[ [101] Boulton to Wedgwood, January, 1769.—Wedgwood was one of his most intimate friends; the two alike aiming at excellence in their respective branches of production. Their kindred efforts seem to have excited the ire of some satirist, whose effusion against them in the ‘Public Ledger’ is thus referred to in the postscript of a letter from Wedgwood to Boulton, dated 19th February, 1771:—“If you take in the ‘Public Ledger’ you’ll see that Mr. Antipuffado has done me the honour to rank me with the most stupendous geniuses of the age, and has really cut me up very cleanly.
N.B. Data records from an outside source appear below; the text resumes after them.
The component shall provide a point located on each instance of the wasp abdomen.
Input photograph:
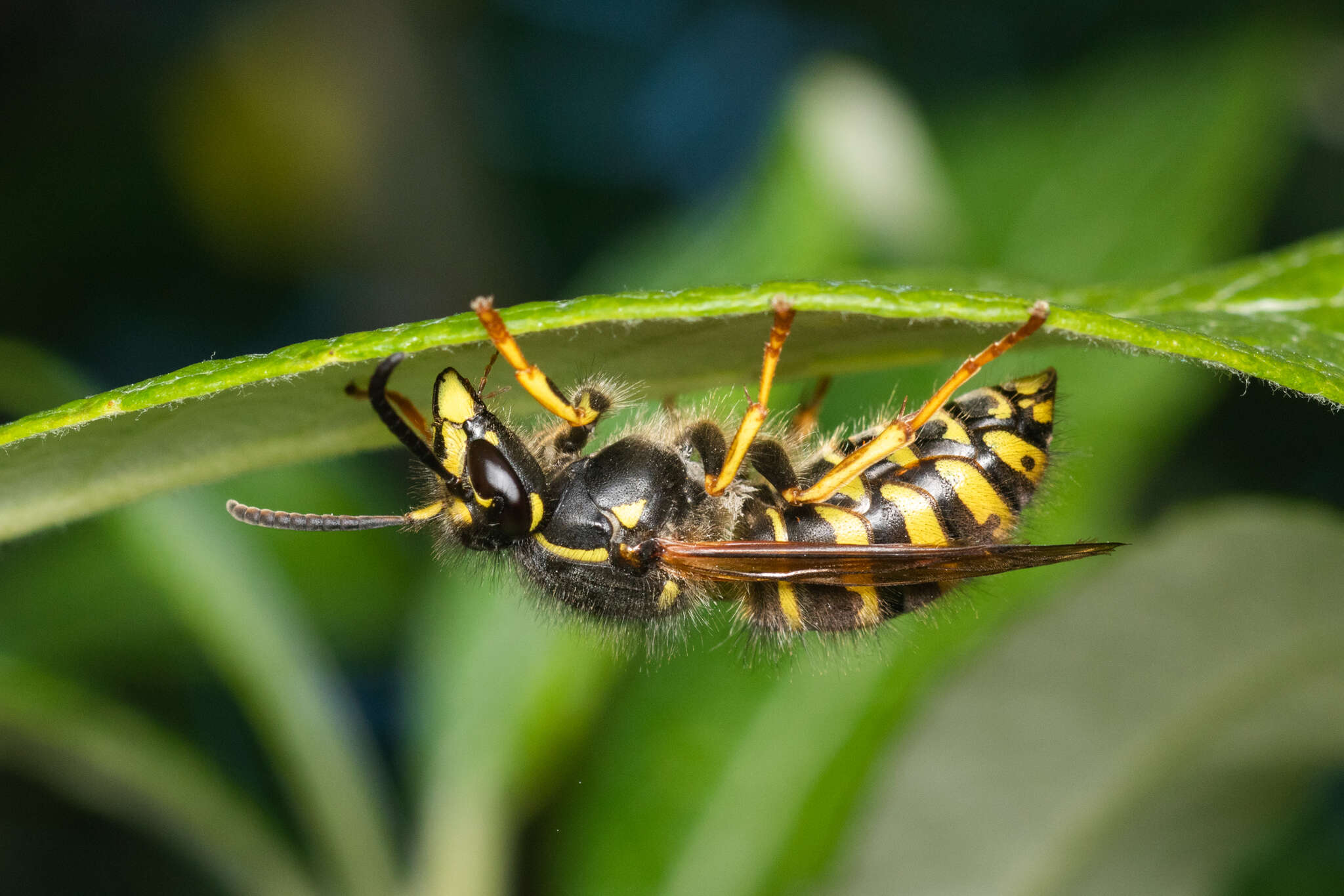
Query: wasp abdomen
(963, 480)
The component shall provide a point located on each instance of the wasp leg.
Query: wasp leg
(531, 378)
(901, 432)
(754, 417)
(565, 441)
(410, 413)
(379, 399)
(707, 439)
(805, 419)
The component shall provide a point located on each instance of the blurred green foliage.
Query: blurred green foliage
(1163, 723)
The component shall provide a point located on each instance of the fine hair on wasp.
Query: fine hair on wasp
(677, 512)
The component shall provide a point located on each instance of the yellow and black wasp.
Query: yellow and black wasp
(647, 528)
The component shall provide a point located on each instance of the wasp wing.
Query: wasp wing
(859, 565)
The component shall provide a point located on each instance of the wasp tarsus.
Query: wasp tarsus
(867, 527)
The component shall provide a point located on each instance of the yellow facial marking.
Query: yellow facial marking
(578, 555)
(904, 458)
(428, 512)
(849, 527)
(1017, 453)
(455, 402)
(628, 515)
(455, 446)
(918, 512)
(1031, 384)
(955, 432)
(975, 492)
(870, 611)
(461, 514)
(667, 597)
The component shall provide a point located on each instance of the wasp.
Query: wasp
(655, 524)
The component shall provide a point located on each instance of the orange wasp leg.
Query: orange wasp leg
(901, 432)
(754, 418)
(530, 377)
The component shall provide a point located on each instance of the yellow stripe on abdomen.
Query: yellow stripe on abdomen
(788, 597)
(976, 492)
(918, 512)
(849, 527)
(1017, 453)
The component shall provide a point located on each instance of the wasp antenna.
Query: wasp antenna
(310, 521)
(397, 426)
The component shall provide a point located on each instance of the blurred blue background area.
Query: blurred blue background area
(192, 180)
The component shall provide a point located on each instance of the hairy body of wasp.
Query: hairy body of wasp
(875, 525)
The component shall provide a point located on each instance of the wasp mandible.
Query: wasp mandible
(650, 527)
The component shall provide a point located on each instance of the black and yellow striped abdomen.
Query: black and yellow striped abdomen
(963, 480)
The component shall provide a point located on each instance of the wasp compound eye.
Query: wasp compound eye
(499, 488)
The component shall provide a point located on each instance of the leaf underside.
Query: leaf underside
(1277, 317)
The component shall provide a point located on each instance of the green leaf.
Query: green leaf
(500, 697)
(1137, 738)
(115, 762)
(753, 775)
(1273, 316)
(238, 610)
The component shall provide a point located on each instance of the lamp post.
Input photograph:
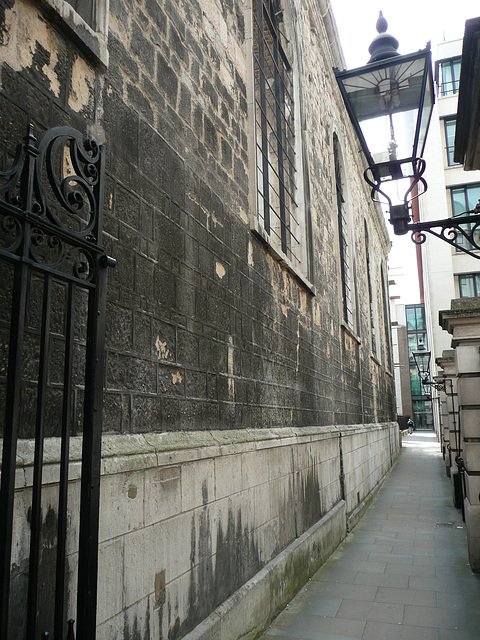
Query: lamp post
(390, 102)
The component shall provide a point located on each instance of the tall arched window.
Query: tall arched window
(280, 172)
(386, 320)
(370, 292)
(345, 239)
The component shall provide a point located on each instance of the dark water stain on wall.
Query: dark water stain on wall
(215, 578)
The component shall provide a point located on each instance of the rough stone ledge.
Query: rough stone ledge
(172, 447)
(252, 607)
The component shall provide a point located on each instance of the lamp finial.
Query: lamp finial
(384, 45)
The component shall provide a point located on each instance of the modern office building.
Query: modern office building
(448, 273)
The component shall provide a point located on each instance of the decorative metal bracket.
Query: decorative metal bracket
(438, 385)
(461, 232)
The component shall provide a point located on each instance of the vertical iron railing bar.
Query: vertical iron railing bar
(263, 110)
(59, 620)
(14, 376)
(36, 519)
(12, 422)
(91, 455)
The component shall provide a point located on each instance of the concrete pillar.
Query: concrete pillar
(448, 421)
(463, 322)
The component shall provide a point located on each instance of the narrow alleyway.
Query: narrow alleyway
(403, 573)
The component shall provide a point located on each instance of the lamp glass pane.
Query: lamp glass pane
(385, 99)
(426, 113)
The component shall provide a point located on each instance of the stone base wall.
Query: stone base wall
(193, 525)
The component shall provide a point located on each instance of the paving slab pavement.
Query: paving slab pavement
(403, 573)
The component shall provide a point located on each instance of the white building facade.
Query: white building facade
(448, 273)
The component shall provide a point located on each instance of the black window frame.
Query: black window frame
(451, 87)
(467, 205)
(275, 131)
(475, 275)
(450, 148)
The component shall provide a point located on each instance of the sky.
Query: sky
(413, 23)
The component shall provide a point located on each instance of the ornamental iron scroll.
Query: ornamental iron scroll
(55, 188)
(461, 231)
(54, 273)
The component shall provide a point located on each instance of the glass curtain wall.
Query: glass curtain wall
(421, 398)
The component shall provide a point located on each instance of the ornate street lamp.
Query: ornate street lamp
(390, 102)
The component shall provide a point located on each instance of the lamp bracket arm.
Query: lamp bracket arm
(451, 231)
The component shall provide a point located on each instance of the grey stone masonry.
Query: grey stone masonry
(206, 327)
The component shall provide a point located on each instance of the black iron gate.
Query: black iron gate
(52, 318)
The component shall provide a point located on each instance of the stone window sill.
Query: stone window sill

He talks, too, that he should not wonder if some surprising genius at Birmingham should be tempted to make Roman medals and tenpenny nails, or Corinthian knives and daggers, and style himself Roman medal and Etruscan tenpenny nail-maker to the Empress of Abyssinia. But see the paper: I believe it is the first week in February, and is one of the better sort of this class.”—Boulton MSS.

[ [102] The clocks, with several other articles, were sent out to Russia, and submitted to the Empress through the kindness of Earl Cathcart. His lordship, in communicating the result to Mr. Boulton, said—“I have the pleasure to inform you that her Imperial Majesty not only bought them all, last week, but did me the honour to tell me that she was extremely pleased with them, and thought them superior in every respect to the French, as well as cheaper, which entitled them in all lights to a preference.”

[ [103] Pet names of his two children, Matthew Robinson and Anne Boulton.

[ [104] These letters are without date, but we infer that they were written in the summer of 1767.

[ [105] Boulton to the Duke of Richmond, April 8, 1770. The Duke was engaged at the time in preparing a set of machines for making the various experiments in Natural Philosophy described in S’Gravande’s book. The Duke was himself a good turner and worker in metal.

[ [106] The manufactory was complete so far as regarded the hardware manufacture. But additions were constantly being made to it; and, as other branches of industry were added, it became more than doubled in extent and accommodation.

[ [107] Boulton to John Taylor, 23rd January, 1769. Boulton MSS.

[ [108] When the canal came to be constructed at the point at which it passed Soho, it occasioned him great anxiety through the leakage of the canal banks and loss of water for the purposes of his manufactory. The supply, especially in dry summers, was already too limited; but the canal threatened to destroy it altogether. Writing to Mr. Thomas Gilbert, M.P., on the subject in February, 1769, he said, “The very holes which Mr. Smeaton hath dug to try the ground, drink up the water nearly as fast as you can pour it in.... Let Smeaton or Brindley, or all the engineers upon earth give what evidence they will before Parliament, I am convinced by last summer’s experience that if the proprietors of the canal continue to take the two streams on which my mill depends, it is ruined. I might as well have built it upon the summit of the hill.” After the act had passed he wrote his friend Garbett, “I have seen the testimony of the two engineers, Smeaton and Yeoman, but I value the opinions of neither of them, nor of Brindley nor Simcox (in this case), nor of the whole tribe of jobbing ditchers, who are retained as evidence on any side which first applies for them.” His alarms, however, proved unfounded, as the leakage of the canal was eventually remedied; and in November, 1772, we find him writing to the Earl of Warwick, “Our navigation goes on prosperously; the junction with the Wolverhampton Canal is complete; and we already sail from Birmingham to Bristol and to Hull.”—Boulton MSS.

[ [109] Among Boulton’s scientific memoranda, we find some curious speculations, bearing the date of 1765, relative to improvements which he was trying to work out in gunnery. He proposed the truer boring of the guns, the use of a telescopic sight, and a cylindrical shot with its end of a parabolic form as presenting in his opinion the least resistance to the air.

[ [110] On the 22nd May, 1765, Franklin writes Boulton,—“Mr. Baskerville informs me that you have lately had a considerable addition to your fortune, on which I sincerely congratulate you. I beg leave to introduce my friend Doctor Small to your acquaintance, and to recommend him to your civilities. I would not take this freedom, if I were not sure it would be agreeable to you; and that you will thank me for adding to the number of those who from their knowledge of you must respect you, one who is both an ingenious philosopher and a most worthy honest man. If anything new in magnetism or electricity, or any other branch of natural knowledge, has occurred to your fruitful genius since I last had the pleasure of seeing you, you will by communicating it greatly oblige me.”